The Questions I Never Asked My Mother
/The Boston Globe
May 10, 2019
‘What My Mother and I Don’t Talk About: Fifteen Writers Break the Silence,” is a book propped up on a table under “New Releases” at Barnes & Noble. I pick it up. And can’t put it down. So I buy it.
I’ve read only four of the essays so far. I want to absorb each. Maybe even more than absorb, I want to reflect, to think about these writers and their mothers, and to think about my mother, too, and all the things we never got a chance to talk about.
Except that we did have a chance.
I was 24 and nine months pregnant and my mother was 46 when she stopped talking. “I’ll see you in the morning. I’ll pick you up. We’ll go shopping,” I said to her on a Thursday evening in 1971. “I’ll leave the door open,” she told me. And then I hung up and finished watching “Longstreet.” She and my father lived in the house I grew up in 6 miles away.
Early the next morning, my phone rang. It was my father. “Your mother fell,” he said. “She’s at South Shore Hospital. I’m with her.” He had come home and found her unconscious at the bottom of their cellar stairs. How did this happen? Did she trip on her nightgown? Did her slipper catch on a stair? What was she doing in the cellar, anyway? Laundry? At night? In the morning? What time did she fall? How long was she sprawled unconscious on that concrete floor? Where were you, Dad? Why weren’t you there?
My mother would remain unconscious for months. When she finally spoke, it would be with her eyes first, then with her throat, moans and whimpers, guttural sounds, then syllables, then gibberish, made up words strung together.
Aphasia, the doctor called it.
I had to look up the word.
Ten years later, after she had relearned to speak, (she had to relearn everything: speaking, swallowing, eating, standing, walking,) as I was helping her to the bathroom because she needed help with everything, rheumatoid arthritis taking away whatever the fall had not, she said, in a whisper, “I can’t believe this is me.”
Her words broke my heart.
A door had cracked open, a long-closed door.
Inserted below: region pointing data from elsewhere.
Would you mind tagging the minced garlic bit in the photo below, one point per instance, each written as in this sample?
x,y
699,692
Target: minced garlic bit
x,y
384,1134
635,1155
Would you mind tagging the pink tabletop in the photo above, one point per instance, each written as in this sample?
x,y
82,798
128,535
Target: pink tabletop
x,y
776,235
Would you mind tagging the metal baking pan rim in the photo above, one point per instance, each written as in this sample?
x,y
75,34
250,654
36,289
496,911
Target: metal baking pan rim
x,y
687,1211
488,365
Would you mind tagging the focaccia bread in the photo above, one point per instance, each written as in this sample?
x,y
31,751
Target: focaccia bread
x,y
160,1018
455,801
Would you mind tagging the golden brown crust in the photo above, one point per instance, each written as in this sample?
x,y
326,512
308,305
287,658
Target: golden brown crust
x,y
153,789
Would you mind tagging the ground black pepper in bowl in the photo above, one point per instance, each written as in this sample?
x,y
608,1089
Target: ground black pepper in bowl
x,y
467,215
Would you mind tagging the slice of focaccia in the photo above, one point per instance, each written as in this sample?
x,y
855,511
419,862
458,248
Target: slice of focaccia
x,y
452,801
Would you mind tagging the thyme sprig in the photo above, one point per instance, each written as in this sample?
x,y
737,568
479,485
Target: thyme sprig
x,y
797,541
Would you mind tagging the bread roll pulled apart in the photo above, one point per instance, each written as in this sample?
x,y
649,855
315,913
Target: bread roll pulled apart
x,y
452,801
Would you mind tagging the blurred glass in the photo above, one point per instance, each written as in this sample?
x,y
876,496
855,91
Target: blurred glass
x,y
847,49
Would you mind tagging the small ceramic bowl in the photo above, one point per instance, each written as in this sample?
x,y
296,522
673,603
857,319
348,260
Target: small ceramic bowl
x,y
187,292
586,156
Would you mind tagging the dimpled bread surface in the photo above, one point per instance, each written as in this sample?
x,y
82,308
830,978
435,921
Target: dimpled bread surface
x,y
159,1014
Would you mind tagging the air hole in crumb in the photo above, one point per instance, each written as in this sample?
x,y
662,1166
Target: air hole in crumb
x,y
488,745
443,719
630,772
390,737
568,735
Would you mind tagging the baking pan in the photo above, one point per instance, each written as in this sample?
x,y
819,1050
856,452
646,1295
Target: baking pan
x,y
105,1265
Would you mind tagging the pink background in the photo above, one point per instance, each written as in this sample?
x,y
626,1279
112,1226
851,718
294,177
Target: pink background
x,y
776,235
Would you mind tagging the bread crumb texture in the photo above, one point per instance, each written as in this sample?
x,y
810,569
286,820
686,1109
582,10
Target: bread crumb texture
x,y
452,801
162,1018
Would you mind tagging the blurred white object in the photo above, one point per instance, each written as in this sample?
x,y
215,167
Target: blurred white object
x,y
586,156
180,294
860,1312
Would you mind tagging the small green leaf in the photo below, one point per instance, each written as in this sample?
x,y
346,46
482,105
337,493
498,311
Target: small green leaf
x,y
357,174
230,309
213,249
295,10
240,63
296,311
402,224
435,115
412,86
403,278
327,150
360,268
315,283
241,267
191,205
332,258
My mother was communicating. My mother was saying, not just, “Yes, it’s a nice day.” and, “Thank you. Dinner was delicious, Beverly.” She was saying, “Look. I am here. I am in here.”
And I said nothing.
Why didn’t I stop whatever we were doing and mine this moment? Why didn’t I hug her and look into her eyes and ask her right then, “What happened, Mom? Do you remember before you fell? What’s the last thing you remember? You were in a coma for three months.”
But I was struggling, not to cry, not to think, not to feel, because it was terrifying to believe that my healthy, vibrant, funny, full-of-life, show-tune singing mother was fully present, but locked inside herself, a prisoner, forced every day to look out at the world from a body that didn’t work anymore and see all that she had lost.
We finished in the bathroom and went back to the kitchen table and idle chatter. Then, my mother said, “Dinner was delicious, Beverly.” And the open door slammed shut again. But who closed it? Did my mother? Or did I?
I played the cheerleader for her. I distracted her with gossip and funny tales about my kids. I made myself the butt of every story to make her laugh so that I didn’t have to see the pain that was always in her eyes. I scrubbed her kitchen floor because I cleaned the way she had taught me, with Comet and elbow grease. I brought her flowers, and coffee and muffins from Dunkin’ Donuts because coffee and muffins never failed to make her happy. And I read to her, too, every story I wrote. And “The Velveteen Rabbit.”
But I never really talked to her. I never asked the important questions. Why didn’t I? My mother lived to be 63. I had 17 years. “What’s the point of talking about the past when the present is all we have?” Did she say that? Did I? Did my father? Did I not ask because of this, because there is no changing the past? Or did I not ask because I was too afraid of the answers?